Их неудержимо влекла к себе Греция. Правда, здесь их вкусы несколько расходились: Ницше любил Аполлона, который кенотировал в Дионисе, а Леонтьев предпочитал ему византийского Пантократора.
«Что тебе шепчет на ухо старый колокол?» - спрашивал Ницше на страницах «Заратустры».
«Звон в соборе… этакий прекрасный, величавый…, - отвечал Леонтьев, - «душа полна и грусть ее отрадна, потому что она слышит близость Бога красоты».
Оба были философами жизни: орден Анны 2-й степени, полученный на дипломатическом посту, нравился Леонтьеву пуще говорильни в литературном салоне (хотя его первые опыты в художественной прозе, романы и повести, замечены Тургеневым и Толстым), а Ницше с неменьшим философским удовлетворением наблюдал, как старая торговка на рынке выбирает для него крупную гроздь янтарного винограда.
«Размашистые рыцарские вкусы польского шляхтича, - писал Леонтьев, - ближе подходят к казачьей ширине великоросса».

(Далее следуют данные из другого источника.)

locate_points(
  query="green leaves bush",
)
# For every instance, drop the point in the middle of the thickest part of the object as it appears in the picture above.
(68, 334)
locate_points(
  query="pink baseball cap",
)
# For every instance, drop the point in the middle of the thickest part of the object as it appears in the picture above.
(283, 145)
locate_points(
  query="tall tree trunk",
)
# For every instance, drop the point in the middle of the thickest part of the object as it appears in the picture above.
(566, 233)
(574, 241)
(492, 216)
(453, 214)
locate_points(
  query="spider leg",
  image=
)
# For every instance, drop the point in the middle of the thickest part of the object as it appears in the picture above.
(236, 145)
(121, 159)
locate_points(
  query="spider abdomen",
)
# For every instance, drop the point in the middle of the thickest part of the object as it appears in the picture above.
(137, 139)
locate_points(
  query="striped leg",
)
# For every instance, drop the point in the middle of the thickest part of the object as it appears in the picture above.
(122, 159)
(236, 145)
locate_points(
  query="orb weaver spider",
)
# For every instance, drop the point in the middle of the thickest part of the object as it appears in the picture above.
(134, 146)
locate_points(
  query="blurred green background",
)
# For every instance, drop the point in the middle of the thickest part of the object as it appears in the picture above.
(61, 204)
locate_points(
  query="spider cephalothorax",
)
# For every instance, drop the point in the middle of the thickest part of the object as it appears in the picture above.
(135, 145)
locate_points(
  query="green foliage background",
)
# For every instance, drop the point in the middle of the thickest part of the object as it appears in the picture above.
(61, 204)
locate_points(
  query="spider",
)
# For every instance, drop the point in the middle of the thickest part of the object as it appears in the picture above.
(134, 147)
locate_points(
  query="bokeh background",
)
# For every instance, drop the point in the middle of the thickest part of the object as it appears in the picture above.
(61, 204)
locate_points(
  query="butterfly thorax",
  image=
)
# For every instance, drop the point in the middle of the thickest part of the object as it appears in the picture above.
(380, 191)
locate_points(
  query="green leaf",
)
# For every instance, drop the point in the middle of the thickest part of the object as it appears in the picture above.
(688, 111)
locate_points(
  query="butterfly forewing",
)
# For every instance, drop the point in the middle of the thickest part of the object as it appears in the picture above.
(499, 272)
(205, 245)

В «царстве общих мест» (Ж.-П. Сартр) стало привычным сопоставление аналогичных идей в творчестве немецкого и русского писателей. Об этом говорили (сообщая, как выразился бы Стерн, столь невероятную, хотя и бесспорную истину), начиная с В. Соловьева: «В своем презрении к чистой этике и в своем культе самоутверждающейся силы и красоты Леонтьев предвосхитил послушника и оптинского монаха»14
, и кончая журналом «Вопросы истории»: философия Леонтьева «отдает… доморощенным ницшеанством, заявившем о себе до появления учения самого Ницше»15.Несомненно, вопрос о независимом друг от друга формировании миросозерцаний Ницше и Леонтьева16
определяется понятием алиби. В работах Леонтьева ни разу не встречается имя создателя «Генеалогии морили», как, например, фамилии Шопенгауэра или Э.фон Гартмана (которого Ницше и Леонтьев терпеть не могли). То же самое можно сказать и о книгах Ницше, где совсем не упоминается автор «Востока, России и славянства».Оба шли нехоженными тропами, зная, что их литературная деятельность преждевременна. Отсюда «лазурное одиночество» Ницше. «Мне надоело быть гласом вопиющего в пустыне», - срывалось у Леонтьева17
.Не ясно, однако, почему Леонтьев все же ничего не ведал о «душе самой мудрой, которую потихоньку приглашало к себе безумие»: В. Соловьев и Л. Толстой (с ними Леонтьев поддерживал просторные контакты на уровне личных встреч и публицистической полемики) печатно поносили декадентские каденции Ницше. В «Оправдании добра» (вышедшем при жизни Леонтьева) В. Соловьев дал «радостной науке» Ницше негативно поверхностную характеристику, что, кстати, не осталось незамеченным для Н. Бердяева.
В. Соловьев как-то сознался, что находит Константина Леонтьева «умнее Данилевского, оригинальнее Герцена и лично религиознее Достоевского»18
. Употребив гегелевский фразеологизм, он сделал вывод: «Леонтьев представляет необходимый момент в истории русского самопознания.19В 1922 г. журнал «Печать и революция» (№2) обмолвился о духовном родстве Герцена и Леонтьева. В наши дни в Герцене обнаруживают нечто имманентное С.Кьеркегору20
.Идеалом Кьеркегора был «рыцарь веры Авраам», праотец, к которому люди приближаются «со священным ужасом». Библейский патриарх занес нож над своим чадом, чтобы принести его в жертву, когда этого захотел Бог.
Леонтьев с восторгом говорил, как один из современных ему старообрядцев зарезал сына, ссылаясь на веление Господне. (Позднее эту историю пересказал ученик Леонтьева В.В. Розанов).